My guess (and it really is a guess) is that quisque / quemque is a form of 4. - an indefinite pronoun.
furrykef wrote:"Quisque" simply means "each person" or "everybody". It always takes singular agreement, whereas "omnēs" takes plural agreement.
adrianus wrote:furrykef wrote:"Quisque" simply means "each person" or "everybody". It always takes singular agreement, whereas "omnēs" takes plural agreement.
You contrast "quisque" and "omnes", furrykef, for a reason that's not clear. The equivalents are "quisque" and "omnis" for "everyone" or "each" as one person from more than two, and "quique" and "omnes" as a plural number.
furrykef wrote:I make the distinction because both "quisque" and "omnēs" are common ways of expressing the same English word ("everyone"), despite taking different number agreement
adrianus wrote:"Omnes" does not express the English word "everyone" but "all". "Omnis" means "everyone".

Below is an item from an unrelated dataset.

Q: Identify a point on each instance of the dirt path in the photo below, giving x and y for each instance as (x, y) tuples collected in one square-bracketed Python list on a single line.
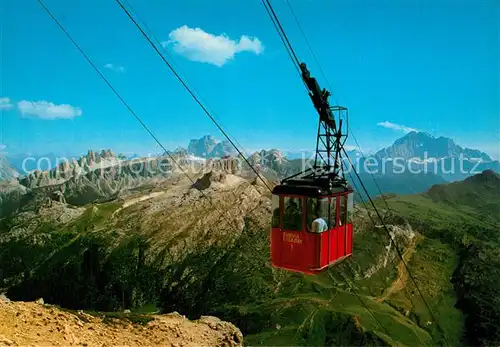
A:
[(33, 324), (400, 282)]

furrykef wrote:Meanwhile, to corroborate mine, I have sentences such as...
(I believe these were all from Wheelock, though the translations are my own.)
In each case you can also translate it as "all people" and keep the plural agreement, but when translating, one should generally translate the underlying idea, not the exact words, and the underlying idea behind "everyone" and "all people" is often the same.
adrianus wrote:Your evidence is your translations? Don't you see the circularity there, furrykef?